Mrs. Mcdonald is taking her three cats on vacation to Acapulco. Lauren, the mother cat and her two kittens Lucy and Lionel. It's worth noting that it's they live in San Francisco, I did the math and it's 2,400 miles. That's quite the road trip. By the end of a generic incidental casio jingle, they're in Acapulco and immediately Lucy is getting the itch to wander. Mrs. Mcdonald warns all the cats that there's talk of a cat catcher on the prowl so to stay near the estate. Lucy runs off anyway and gets herself catnapped.
"Bunny Fashion"
"I Love Cats"
In cat jail she meets a stray named Charlie, they work together to plan an escape. Lucy plays dead to distract the cat catcher long enough to bite his bunghole.
By the time they get back to the estate Mrs. Mcdonald has taken the two cats and gone back to San Francisco, an ass move if I ever saw one. So now they have to travel all 2,400 miles on foot, Encountering different animals and humans along the way who help.
The plot is inconsequential. From the onset of the first frame you know that you're in for something truly horrific. One of the strangest companies to piggy back the success of Disney, the German based "Dingo Pictures" is responsible for other atrocities such as 'The Dalmations' (101 Dalmations), 'Toys' (Toy Story), 'Countryside Bears' (Winnie the Pooh), and the one I'm the most excited to see 'Dinosaur Adventure' (The Land Before Time). Run by a husband and wife team, Ludwig Ickert and Simone Greiss, and I suspect not a single other employee. The backgrounds look like they were hand drawn by elementary schoolers and the characters themselves appear to have been TRACED from the source material. All three cats from "Nice Cats" have the same outline as Duchess from The Aristocats. The animation style reminds me of something between outdated 70's x-rated cartoons and that creepypasta 'Suicide Mouse'. From the limited images I've seen, it appears that all of their films have the same unfinished dullness. If the animation and copyright infringement wasn't enough, the dialog is amateurishly storybook style; with a woman narrating for every character. She has no accent but the grammar and sentax tells me that this was poorly translated from another language. With sentences like "Breathing was difficult for many people because the air was stuffy" - in regards to living in the city, or when the catcher caught a cat saying "That was a successful cat!". My favorite line however is when Lucy announces "I can't find my damn hairbrush!" - apparently Dingo is notorious for sprinkling curse words into their films.

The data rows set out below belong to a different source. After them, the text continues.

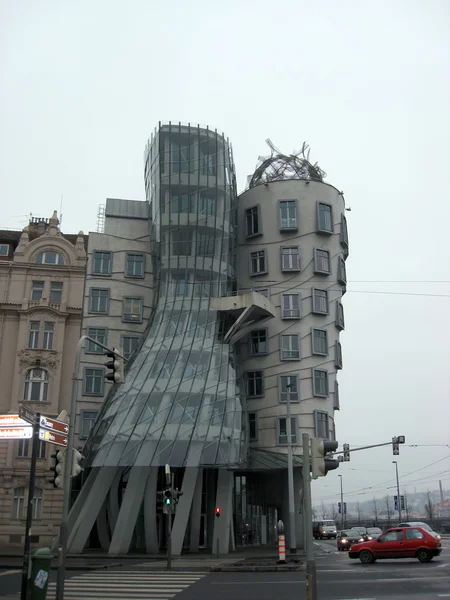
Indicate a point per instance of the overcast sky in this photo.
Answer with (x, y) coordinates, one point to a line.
(366, 84)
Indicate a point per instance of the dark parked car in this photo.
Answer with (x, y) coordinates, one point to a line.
(404, 542)
(348, 537)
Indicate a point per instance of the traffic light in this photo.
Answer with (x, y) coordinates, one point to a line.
(76, 467)
(320, 462)
(116, 365)
(58, 468)
(346, 448)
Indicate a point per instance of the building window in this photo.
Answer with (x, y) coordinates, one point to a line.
(340, 323)
(288, 388)
(49, 258)
(207, 206)
(255, 383)
(99, 300)
(320, 342)
(282, 431)
(321, 426)
(336, 403)
(289, 346)
(320, 383)
(258, 342)
(36, 386)
(338, 355)
(18, 502)
(37, 503)
(320, 301)
(101, 262)
(253, 426)
(129, 345)
(258, 262)
(135, 265)
(132, 310)
(56, 292)
(253, 222)
(324, 218)
(290, 306)
(49, 330)
(33, 335)
(99, 335)
(93, 382)
(290, 258)
(87, 420)
(37, 290)
(288, 215)
(344, 232)
(4, 249)
(342, 274)
(321, 261)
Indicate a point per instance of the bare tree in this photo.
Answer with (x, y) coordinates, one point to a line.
(359, 512)
(430, 508)
(375, 511)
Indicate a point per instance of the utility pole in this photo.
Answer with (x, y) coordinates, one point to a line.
(292, 533)
(311, 576)
(342, 504)
(27, 542)
(399, 499)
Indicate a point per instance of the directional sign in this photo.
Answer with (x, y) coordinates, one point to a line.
(12, 421)
(27, 415)
(16, 433)
(53, 438)
(53, 425)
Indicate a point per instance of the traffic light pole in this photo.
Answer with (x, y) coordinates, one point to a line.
(311, 576)
(26, 547)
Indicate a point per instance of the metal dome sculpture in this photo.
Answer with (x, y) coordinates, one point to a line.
(280, 167)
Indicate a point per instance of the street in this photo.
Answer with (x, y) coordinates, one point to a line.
(339, 578)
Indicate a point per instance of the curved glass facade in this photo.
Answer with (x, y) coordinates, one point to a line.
(180, 402)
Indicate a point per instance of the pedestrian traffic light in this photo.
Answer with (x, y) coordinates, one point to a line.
(320, 462)
(116, 365)
(77, 457)
(58, 468)
(346, 448)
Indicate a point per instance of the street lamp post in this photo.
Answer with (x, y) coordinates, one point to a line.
(342, 504)
(399, 500)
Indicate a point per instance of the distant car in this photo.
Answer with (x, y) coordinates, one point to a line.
(404, 542)
(348, 537)
(372, 533)
(420, 524)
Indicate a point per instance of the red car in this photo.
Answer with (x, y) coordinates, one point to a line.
(401, 542)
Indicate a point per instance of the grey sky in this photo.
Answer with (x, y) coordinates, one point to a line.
(365, 83)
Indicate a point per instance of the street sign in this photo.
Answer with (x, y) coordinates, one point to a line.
(27, 415)
(16, 433)
(53, 425)
(12, 421)
(53, 438)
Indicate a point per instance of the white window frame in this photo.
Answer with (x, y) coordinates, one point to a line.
(288, 341)
(261, 262)
(315, 348)
(318, 392)
(294, 431)
(292, 378)
(316, 309)
(322, 227)
(291, 312)
(290, 258)
(319, 261)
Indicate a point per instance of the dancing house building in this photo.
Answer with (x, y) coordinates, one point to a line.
(246, 311)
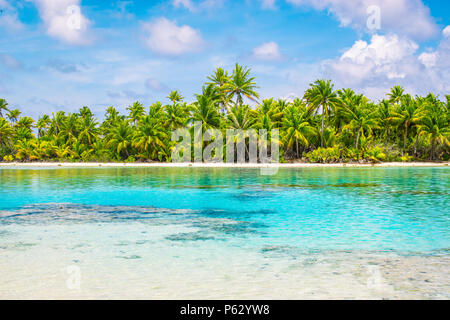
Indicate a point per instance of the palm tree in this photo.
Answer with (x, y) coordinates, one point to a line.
(204, 111)
(136, 111)
(403, 117)
(88, 130)
(176, 115)
(241, 85)
(6, 133)
(25, 122)
(396, 94)
(363, 119)
(42, 125)
(219, 79)
(175, 97)
(240, 117)
(321, 96)
(150, 137)
(297, 128)
(384, 117)
(3, 107)
(85, 112)
(433, 127)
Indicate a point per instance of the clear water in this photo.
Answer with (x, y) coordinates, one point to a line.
(224, 233)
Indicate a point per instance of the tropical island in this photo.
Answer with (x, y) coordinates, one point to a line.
(326, 125)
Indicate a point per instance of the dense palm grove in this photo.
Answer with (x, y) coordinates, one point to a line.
(326, 125)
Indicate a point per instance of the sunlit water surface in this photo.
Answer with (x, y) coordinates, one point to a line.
(162, 233)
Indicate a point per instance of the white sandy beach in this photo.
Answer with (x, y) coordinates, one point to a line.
(219, 165)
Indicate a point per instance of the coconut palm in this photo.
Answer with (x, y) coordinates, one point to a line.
(175, 97)
(120, 138)
(205, 111)
(363, 119)
(88, 130)
(241, 85)
(219, 79)
(321, 96)
(6, 133)
(396, 94)
(136, 111)
(42, 125)
(3, 107)
(403, 116)
(433, 127)
(297, 128)
(176, 115)
(150, 137)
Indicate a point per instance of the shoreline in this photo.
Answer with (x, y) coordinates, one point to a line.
(218, 165)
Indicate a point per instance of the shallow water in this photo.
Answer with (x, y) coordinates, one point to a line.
(224, 233)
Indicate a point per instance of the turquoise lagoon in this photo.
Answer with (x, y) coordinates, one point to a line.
(227, 233)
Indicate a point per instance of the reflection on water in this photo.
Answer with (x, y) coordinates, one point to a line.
(221, 233)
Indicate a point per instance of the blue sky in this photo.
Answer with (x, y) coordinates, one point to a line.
(53, 57)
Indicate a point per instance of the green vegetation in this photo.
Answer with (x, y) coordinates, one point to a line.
(326, 125)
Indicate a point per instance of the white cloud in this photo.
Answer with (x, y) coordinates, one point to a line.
(406, 17)
(201, 5)
(446, 32)
(185, 3)
(268, 4)
(10, 62)
(64, 20)
(165, 37)
(8, 17)
(384, 56)
(428, 59)
(268, 51)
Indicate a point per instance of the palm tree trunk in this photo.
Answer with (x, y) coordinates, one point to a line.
(432, 150)
(357, 138)
(415, 145)
(404, 140)
(321, 137)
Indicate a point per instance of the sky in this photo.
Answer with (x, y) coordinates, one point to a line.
(65, 54)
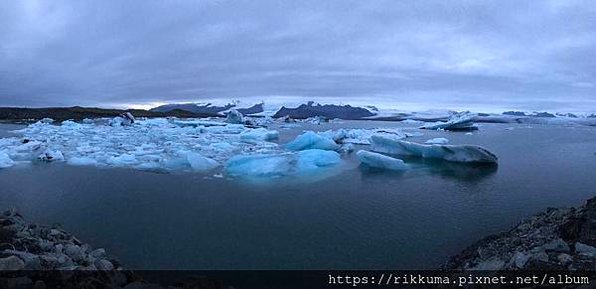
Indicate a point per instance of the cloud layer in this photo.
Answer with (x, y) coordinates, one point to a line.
(527, 55)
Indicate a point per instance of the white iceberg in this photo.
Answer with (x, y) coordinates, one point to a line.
(361, 136)
(312, 140)
(458, 121)
(124, 119)
(376, 160)
(200, 163)
(5, 160)
(438, 140)
(259, 134)
(234, 117)
(50, 155)
(452, 153)
(282, 164)
(81, 161)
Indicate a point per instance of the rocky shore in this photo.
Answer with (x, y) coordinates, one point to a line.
(38, 257)
(557, 239)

A few other things I appreciated about 'Nice Cats'...
the entire movie is poorly hand drawn up until the end when they board an 8 bit boat. Suddenly we're in a video game.
The placement of the characters over the background went beyond not giving a shit. Charlie is floating in the middle of the frame like some experimental Jean-Christophe Averty shit.
Cameo by fake Thumper.
The saddest pizza I've ever seen. This isn't even Crayola, this is Roseart half way through the school year.
This racially confused Italian restaurant with a pizza being flipped like a pancake and a miniature china-man wearing a coolie and holding two sticks in front of a closed pot. This may be one of the most confusing moments in film history. I am literally stunned.
With my own "nice cat" Egbert recovering from oral surgery, this seemed like as good a time as any to participate in this bewilderment. Egbert has the luxury of pain killers why I painfully endured in sobriety. 'Nice Cats' and "Dingo Pictures" in general is a personal journey you must decided if you want to take. God help you if you're as masochistic as me.